Gülşen’den Sezen’e, milli spor olarak kadın düşmanlığı
Bu ikiyüzlü ahlakçılıkların bir de büyük saptırma işlevi var. Ortak umutsuzluklar muhafazakar çığırtkanlığın ikiyüzlü ortak değerleriyle bastırılmaya çalışılıyor. Yıllar boyu kaç kuşağın hislerine tercüman olmuş Sezen Aksu, ironisi uzaydan görülebilen şarkı sözleriyle hedef haline getirilerek donduran soğuklarda ahiret ateşinden medet umuluyor.
“Erkekler kadınların onlarla dalga geçmesinden korkar, kadınlarsa onlar tarafından öldürülmekten.” The Fall dizisinde kendine özgülüğüyle kadın karakterler arasında sağlam bir yer edinen Stella Gibson’ın (Gillian Anderson) Margaret Atwood’dan alıntıladığı bu söz o kadar nefis ki. Toplumdaki köklü cinsiyet eşitsizliğinin altında yatan nedenleri şıppadanak özetliyor. Alaycı bir sözüyle, gülüşüyle, “uygunsuz” bir kıyafetiyle erkeği delirten kadın, en şiddetli arzu-nefret döngülerinin konusu, en favori klişelerden biri. Kadın katillerinin neredeyse tamamı toplumun bahşettiği “ağır tahrik” bahanesinden yararlanıyor. Popüler kültürün önemli bir bölümü kadın bedeninin ‘erkek bakışıyla’ nesneleştirilmesi üzerine kuruluyken daima ve itinayla ikiyüzlü ahlaki sınırlar çiziliyor. Masalar kuruluyor, “bu kadarı da fazla” denen bir ayar noktası hemen saptanıveriyor.
Erkek öfkesi için asla “bu kadarı fazla” denen bir sınır yok oysa mesela. Son günlerin bir konusu da Leman Sam’ın nevzuhur (çok sevdiğim bir eski kelime yine) ırkçılığı tartışmalarında “tanırım, yapmaz” temalı bir yazıyla gündeme gelen cinnet meselesi. Irkçılık değil, kökeni hayvanlara yapılan zulüm olan cinnetmiş o.

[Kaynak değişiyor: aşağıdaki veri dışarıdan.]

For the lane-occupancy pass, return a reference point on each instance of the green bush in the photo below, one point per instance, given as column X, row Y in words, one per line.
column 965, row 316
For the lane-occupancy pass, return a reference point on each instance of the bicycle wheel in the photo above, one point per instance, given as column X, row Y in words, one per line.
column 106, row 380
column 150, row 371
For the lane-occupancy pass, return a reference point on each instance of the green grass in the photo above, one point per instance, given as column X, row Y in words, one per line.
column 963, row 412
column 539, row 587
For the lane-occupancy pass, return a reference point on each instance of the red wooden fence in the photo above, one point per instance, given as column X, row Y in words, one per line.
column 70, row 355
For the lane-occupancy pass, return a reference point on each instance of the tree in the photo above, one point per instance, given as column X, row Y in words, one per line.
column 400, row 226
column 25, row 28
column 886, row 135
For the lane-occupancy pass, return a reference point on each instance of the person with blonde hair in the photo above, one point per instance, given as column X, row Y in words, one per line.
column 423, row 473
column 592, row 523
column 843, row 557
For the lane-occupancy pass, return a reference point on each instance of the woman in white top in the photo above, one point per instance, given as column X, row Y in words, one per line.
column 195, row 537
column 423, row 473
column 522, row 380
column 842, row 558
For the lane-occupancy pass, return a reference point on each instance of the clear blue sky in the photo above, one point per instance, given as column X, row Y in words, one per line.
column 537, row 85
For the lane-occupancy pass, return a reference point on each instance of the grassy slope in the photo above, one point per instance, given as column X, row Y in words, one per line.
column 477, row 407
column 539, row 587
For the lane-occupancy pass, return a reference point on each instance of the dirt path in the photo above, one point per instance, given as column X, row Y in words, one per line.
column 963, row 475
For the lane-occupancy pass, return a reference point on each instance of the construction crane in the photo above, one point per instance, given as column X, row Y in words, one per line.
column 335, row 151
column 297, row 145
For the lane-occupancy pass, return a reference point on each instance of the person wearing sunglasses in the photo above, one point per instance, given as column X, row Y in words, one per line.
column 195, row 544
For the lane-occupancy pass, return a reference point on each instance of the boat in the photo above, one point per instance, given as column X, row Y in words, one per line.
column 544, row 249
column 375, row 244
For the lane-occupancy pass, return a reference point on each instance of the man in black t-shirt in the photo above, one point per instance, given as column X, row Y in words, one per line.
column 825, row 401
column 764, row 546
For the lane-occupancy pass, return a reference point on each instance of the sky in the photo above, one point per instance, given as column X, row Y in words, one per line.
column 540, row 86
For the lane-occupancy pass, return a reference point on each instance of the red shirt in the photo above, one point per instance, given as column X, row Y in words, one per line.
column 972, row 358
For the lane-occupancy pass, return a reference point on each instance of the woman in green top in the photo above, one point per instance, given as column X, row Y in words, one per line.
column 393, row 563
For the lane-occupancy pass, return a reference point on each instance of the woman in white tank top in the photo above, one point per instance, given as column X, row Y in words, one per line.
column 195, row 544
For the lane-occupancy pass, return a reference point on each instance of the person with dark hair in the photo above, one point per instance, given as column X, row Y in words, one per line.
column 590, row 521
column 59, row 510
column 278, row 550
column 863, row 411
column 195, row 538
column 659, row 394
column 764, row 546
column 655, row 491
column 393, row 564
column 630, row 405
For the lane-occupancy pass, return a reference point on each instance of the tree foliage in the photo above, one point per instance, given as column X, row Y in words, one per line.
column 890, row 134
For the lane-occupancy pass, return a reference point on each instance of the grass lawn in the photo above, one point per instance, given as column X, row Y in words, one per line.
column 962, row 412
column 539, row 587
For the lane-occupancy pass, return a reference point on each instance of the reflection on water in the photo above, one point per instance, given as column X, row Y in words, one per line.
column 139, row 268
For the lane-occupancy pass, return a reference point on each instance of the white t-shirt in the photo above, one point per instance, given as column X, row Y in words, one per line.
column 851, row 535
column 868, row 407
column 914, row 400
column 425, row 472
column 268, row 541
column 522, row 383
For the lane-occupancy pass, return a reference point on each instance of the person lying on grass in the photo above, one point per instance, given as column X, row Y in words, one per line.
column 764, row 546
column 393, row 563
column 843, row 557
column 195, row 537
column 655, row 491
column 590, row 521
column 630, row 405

Cinnet geçirilir mi, getirilir mi, cinnetimiz cennetimiz midir falan filan derken laf karıştı ama esas nokta şu: Ben cinnete inanmıyorum. Aşırı, dizginsiz, patlamalı öfke çoğunlukla varsayılan bir imtiyazın sonucu oluyor. Haklılığa duyulan koşulsuz inancın. Bu nedenle kadınların cinnet geçirdiği pek nadir, katil erkeklerin, şiddet faillerininse favori bahanesi bu. Öfkelenme hakkını iliklerine dek duyuyor ve bunu da çoğunlukla fizik ya da statü açısından kendilerinden üstün gördükleri diğer erkeklere karşı değil, kadın ve çocuklara karşı kullanıyorlar. Cinnetin arkasında bir imtiyaz yatıyorsa ırkçılık başta her tür ayrımcılık söylemi için de geçerli bu. Hiçbir tekil olay bir insan grubunu, ırkı nefrete boğmanın gerekçesi olamaz. Bütün ayrımcılıklar aynı desenlerle işliyor. Dünya da bu kendine hak görmeler nedeniyle daha karanlık bir yer oluyor.

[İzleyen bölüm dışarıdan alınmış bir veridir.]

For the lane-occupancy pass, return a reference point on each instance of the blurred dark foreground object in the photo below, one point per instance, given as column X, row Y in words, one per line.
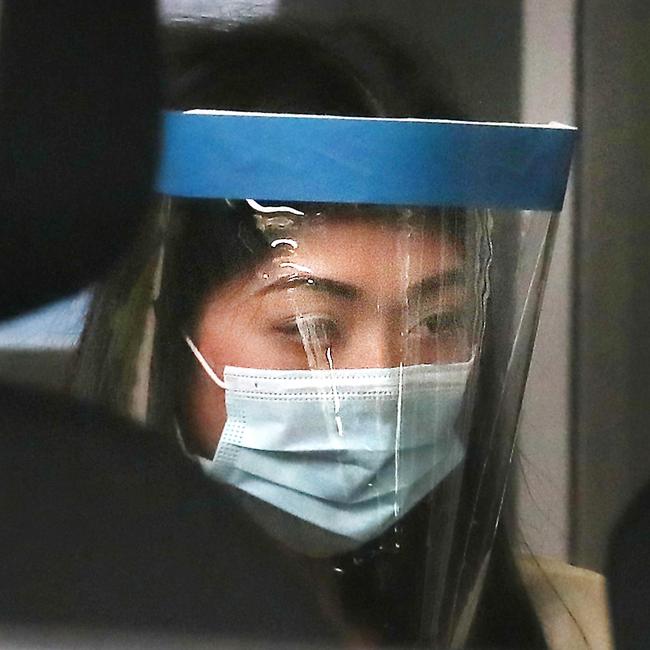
column 79, row 97
column 105, row 525
column 628, row 576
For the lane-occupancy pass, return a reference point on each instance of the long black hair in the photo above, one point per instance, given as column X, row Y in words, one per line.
column 344, row 69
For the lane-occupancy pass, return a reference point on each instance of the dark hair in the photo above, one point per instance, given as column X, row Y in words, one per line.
column 350, row 69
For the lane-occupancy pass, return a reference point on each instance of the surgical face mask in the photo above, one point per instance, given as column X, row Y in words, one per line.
column 349, row 451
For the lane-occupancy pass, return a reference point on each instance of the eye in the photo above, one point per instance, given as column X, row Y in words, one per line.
column 439, row 324
column 299, row 329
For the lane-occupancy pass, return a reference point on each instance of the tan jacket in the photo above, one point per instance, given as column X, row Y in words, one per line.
column 570, row 602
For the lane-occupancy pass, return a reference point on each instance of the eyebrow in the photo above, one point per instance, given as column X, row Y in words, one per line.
column 314, row 283
column 443, row 280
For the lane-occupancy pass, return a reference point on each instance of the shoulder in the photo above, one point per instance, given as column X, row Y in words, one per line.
column 571, row 603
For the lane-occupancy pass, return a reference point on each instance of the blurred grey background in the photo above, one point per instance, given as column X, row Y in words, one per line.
column 584, row 440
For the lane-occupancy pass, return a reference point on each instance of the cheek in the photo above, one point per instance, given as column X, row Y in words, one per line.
column 206, row 415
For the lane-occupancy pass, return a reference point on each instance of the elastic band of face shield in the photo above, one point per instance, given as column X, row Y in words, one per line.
column 271, row 157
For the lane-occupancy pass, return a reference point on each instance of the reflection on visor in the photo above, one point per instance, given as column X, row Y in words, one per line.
column 361, row 359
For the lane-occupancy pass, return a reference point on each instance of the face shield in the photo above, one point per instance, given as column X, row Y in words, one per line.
column 340, row 319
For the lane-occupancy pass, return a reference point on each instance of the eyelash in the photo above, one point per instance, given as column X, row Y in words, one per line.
column 444, row 322
column 325, row 329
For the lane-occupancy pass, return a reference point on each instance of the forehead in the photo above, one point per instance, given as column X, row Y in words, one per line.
column 367, row 251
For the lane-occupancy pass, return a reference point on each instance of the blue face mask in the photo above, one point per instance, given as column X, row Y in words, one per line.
column 349, row 451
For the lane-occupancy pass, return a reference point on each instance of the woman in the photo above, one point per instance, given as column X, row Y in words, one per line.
column 274, row 296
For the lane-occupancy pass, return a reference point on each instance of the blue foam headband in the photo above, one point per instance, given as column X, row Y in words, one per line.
column 269, row 157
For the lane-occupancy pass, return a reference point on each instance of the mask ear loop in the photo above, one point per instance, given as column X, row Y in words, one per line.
column 204, row 364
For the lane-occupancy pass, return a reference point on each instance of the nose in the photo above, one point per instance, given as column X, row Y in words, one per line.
column 375, row 345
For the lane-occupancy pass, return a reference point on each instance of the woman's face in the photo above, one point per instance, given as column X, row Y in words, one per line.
column 342, row 294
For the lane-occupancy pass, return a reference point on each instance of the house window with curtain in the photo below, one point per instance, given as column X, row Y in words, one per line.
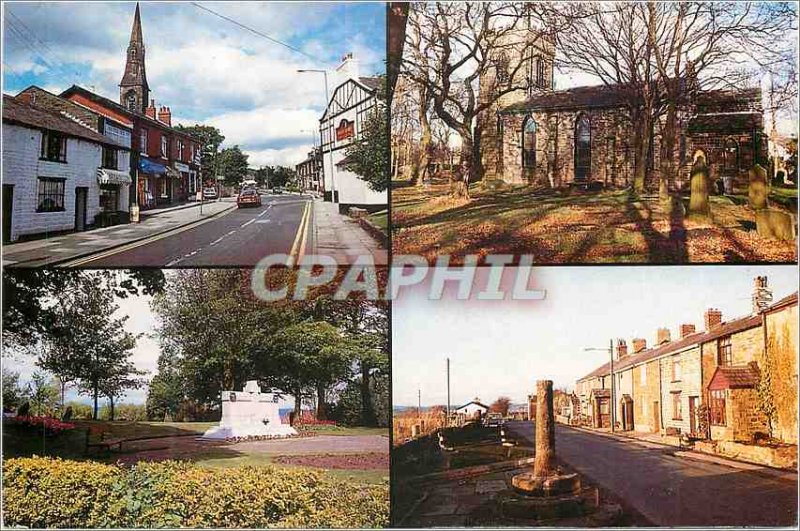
column 529, row 144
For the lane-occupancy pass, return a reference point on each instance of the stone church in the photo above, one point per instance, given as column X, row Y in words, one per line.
column 582, row 136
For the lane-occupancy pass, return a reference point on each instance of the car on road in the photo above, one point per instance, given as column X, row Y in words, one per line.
column 248, row 197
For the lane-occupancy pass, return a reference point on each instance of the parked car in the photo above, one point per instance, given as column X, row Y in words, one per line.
column 248, row 197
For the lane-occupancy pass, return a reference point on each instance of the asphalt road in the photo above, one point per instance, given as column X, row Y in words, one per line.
column 239, row 238
column 675, row 491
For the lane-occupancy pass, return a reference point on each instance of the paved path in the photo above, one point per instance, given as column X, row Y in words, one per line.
column 676, row 491
column 343, row 238
column 61, row 250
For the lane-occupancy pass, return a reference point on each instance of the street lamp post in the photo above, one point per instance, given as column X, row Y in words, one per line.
column 610, row 351
column 330, row 151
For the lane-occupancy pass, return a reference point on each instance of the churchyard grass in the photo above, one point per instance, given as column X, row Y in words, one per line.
column 599, row 227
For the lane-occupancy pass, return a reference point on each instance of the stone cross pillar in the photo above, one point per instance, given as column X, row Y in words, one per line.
column 545, row 460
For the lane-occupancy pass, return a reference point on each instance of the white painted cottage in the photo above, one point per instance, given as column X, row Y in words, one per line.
column 53, row 168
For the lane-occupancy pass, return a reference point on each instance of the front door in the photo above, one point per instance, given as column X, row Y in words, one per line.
column 656, row 417
column 81, row 196
column 8, row 208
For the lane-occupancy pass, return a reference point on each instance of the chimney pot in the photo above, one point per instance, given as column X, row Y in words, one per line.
column 713, row 318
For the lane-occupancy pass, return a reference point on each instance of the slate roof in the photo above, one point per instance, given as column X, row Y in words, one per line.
column 15, row 111
column 735, row 377
column 370, row 82
column 75, row 89
column 724, row 329
column 726, row 123
column 574, row 98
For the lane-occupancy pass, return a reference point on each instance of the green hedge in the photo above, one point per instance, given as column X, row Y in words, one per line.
column 46, row 492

Kadınlar içinse “bu kadarı da fazla” çizgisi incecik. Gülşen’in sahne kostümü ya da Sezen Aksu’nun ta 2017’de yapıp geçenlerde yeniden paylaştığı bir şarkının sözleri yerli, milli, dini tüm değerleri bir anda alt üst edebiliyor. Otel basılmalarıyla ünlü İzzet Yıldızhan çıkıp ateş püskürüyor, Seren Serengiller kendi dekoltelerini o programlık azaltmaya bile gerek görmeden ahlakçılık taslıyor. Bu işlerdeki mantıksızlık ve ikiyüzlülük öyle bir safhada ki Gülşen’le aynı boylarda ya da ondan kısa Serengil “bu minyon kadınlarda zaten bir seksi olduğunu gösterme ihtiyacı daha fazla oluyor” türünden sözler ediyor. Işın Karaca çıkıp “bu kadarı da fazla” korosuna katılıyor.

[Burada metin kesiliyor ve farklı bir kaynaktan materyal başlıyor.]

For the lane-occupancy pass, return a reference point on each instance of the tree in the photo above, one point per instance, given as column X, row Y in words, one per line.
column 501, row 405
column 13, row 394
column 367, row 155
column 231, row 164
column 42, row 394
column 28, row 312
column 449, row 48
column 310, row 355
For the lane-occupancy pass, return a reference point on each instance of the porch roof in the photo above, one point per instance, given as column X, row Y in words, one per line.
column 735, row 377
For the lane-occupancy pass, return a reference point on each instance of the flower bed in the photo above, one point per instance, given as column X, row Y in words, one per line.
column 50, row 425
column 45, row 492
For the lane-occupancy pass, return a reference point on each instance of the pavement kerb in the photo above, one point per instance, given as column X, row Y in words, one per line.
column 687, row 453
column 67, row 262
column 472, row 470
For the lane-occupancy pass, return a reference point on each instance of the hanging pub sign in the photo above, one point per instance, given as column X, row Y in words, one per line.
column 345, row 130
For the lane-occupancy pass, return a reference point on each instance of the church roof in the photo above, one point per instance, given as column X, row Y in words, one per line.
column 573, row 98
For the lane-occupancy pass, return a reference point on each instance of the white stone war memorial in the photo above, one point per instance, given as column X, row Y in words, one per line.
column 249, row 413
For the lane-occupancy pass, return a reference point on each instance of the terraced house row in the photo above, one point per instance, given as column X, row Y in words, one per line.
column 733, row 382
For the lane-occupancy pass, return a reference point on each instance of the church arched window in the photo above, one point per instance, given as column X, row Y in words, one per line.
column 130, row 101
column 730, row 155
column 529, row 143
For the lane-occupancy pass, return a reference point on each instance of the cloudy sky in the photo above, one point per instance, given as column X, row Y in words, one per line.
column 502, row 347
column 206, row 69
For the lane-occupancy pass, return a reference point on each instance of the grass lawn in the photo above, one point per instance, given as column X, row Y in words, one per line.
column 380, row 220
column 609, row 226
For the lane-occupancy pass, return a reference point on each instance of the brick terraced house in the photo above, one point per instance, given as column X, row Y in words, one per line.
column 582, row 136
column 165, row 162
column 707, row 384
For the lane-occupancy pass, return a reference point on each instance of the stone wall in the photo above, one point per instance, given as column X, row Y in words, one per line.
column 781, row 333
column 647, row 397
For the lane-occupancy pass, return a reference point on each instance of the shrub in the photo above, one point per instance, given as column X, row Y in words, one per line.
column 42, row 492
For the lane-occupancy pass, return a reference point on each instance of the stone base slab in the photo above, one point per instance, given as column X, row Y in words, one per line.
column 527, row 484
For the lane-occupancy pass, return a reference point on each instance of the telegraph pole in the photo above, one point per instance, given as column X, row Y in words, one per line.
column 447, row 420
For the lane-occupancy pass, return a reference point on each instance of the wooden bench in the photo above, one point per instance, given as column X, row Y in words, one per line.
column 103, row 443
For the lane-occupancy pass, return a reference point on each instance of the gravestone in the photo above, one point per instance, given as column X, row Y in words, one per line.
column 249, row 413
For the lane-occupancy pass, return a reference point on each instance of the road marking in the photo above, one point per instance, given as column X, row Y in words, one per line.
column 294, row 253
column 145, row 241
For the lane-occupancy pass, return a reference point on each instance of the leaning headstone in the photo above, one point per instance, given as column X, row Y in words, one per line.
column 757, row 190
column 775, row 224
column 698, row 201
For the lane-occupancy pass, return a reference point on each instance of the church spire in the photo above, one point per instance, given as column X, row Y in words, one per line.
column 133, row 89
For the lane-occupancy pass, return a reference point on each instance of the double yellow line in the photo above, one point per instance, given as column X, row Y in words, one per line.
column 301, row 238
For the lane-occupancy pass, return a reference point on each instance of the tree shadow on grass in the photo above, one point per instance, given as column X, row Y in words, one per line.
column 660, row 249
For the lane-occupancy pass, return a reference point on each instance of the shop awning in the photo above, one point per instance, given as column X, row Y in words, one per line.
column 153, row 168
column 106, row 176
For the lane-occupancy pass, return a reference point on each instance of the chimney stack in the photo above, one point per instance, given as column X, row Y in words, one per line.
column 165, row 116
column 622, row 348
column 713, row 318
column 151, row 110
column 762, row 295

Bu kepazelikler korosuna karşı, bir yandan da bir kadın pop şarkıcısının dünyanın pek çok yerinde olağan sayılabilecek sahne kostümü bizde neredeyse devrimci ilan ediliyor. Ayarımız yok gibi bir şey. Bir hareketin cesur sayılabilmesi için ille devrimci olması da gerekmiyor. Gülşen’in kendisine gayet de yakışan sahne kıyafetini Yıldızhanlara ve müzmin riyakar dudak bükücülere hiç aldırmadan, muhafazakar ortam ve seyirciye göz kırpmadan rahat rahat giymesi bence de gayet şık bir davranış ama buradan bir devrim çıkarmaya da gerek yok.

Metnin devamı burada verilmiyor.